I use the term ‘play within the play’; to say ‘opera within the opera’ does sound clumsy and wilful. And in fact Param Vir and I never have viewed our collaboration as upon an ‘opera’ as such, but as a work of music theatre. My governing intention has been, throughout, to achieve a dramaturgy and text of an energy so compressed, that the music would come to the composer from inside the material, rather than he externally ‘set’ it. Yet, what ‘music’? How many different ‘musics’ must the composer find? A ‘framing’ music for the world of the King, for whom the story of the music contest is being staged. A more stylized music, for the stylized staging of the inner story. An ‘inferior’ music, for the ‘inferior’ musician - and how are the audience to be helped identify it as inferior? And all this, without its becoming a reductionist battle of fashionable styles... Most of all, a more and more miraculous music as the old man’s strings begin to break. Altogether, the composer must, in some sense, become a Guttil himself... These are problems not for the composer alone. The librettist must furnish a dramaturgy that renders the composing problems clear, and soluble.
And other dramaturgical problems present themselves. For instance, in our play-within-our-play, can our two contestants sing their thoughts? If so, how can we theatrically detach this singing from the onstage texture of music in action, so that the audience don’t hear the singing as part of the contest? In fact there are several dimensions of ‘shared’ and ‘unshared’ reality in play onstage, in and out of which the librettist, as dramatist, has to manoeuvre the audience without their knowing, so that they ‘read’ the action naturally and accurately. Dramaturgically most challenging, perhaps, is the problem of the fourth string’s breaking. One by one, already three strings have gone - in linear succession. The fourth string’s breaking cannot merely be the next in line: it has to be of some altogether different species of breaking; and somehow unpredictable, logical and ‘right’ yet still surprising when it comes.
By the time we were working the fifth version of the libretto, we began to feel that we had trapped ourselves in an infinite regress of insolubles.

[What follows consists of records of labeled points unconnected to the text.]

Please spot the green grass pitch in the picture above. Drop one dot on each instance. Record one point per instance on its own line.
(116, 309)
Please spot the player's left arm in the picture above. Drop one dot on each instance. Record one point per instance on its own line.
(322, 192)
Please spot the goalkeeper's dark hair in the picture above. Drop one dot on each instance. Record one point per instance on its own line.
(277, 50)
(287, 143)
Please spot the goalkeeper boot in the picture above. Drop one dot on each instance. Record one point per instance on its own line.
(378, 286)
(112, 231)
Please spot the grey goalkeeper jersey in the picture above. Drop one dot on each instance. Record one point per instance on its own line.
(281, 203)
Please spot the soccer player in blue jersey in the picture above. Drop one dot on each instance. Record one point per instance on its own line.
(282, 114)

Yet, as I have found so often happen in working a piece on the stage, here too the evolving onstage story was coming more and more to mirror our creative process itself. Each version of the libretto seemed so stable as I evolved it. When put to the test of examination by the composer and myself, it disintegrated. Like a breaking string, indeed... And as each string broke, it left us with a despairing sense that the whole endeavour was misconceived, and should be abandoned. I became angry with the material, for proving so intractable. Angry with myself too, for ‘choosing’ this story at all. Yet, as each working failed us, soon the project was gathering its own momentum again, with a deep inward insistence of its own - much like Guttil himself; and we began to discover the text and the narrative becoming tougher and richer... and simpler and more translucent too. Which is right. For it should not feel to an audience like the eighth, or indeed any, reworking. It should feel in performance as though it is coming naturally right first time.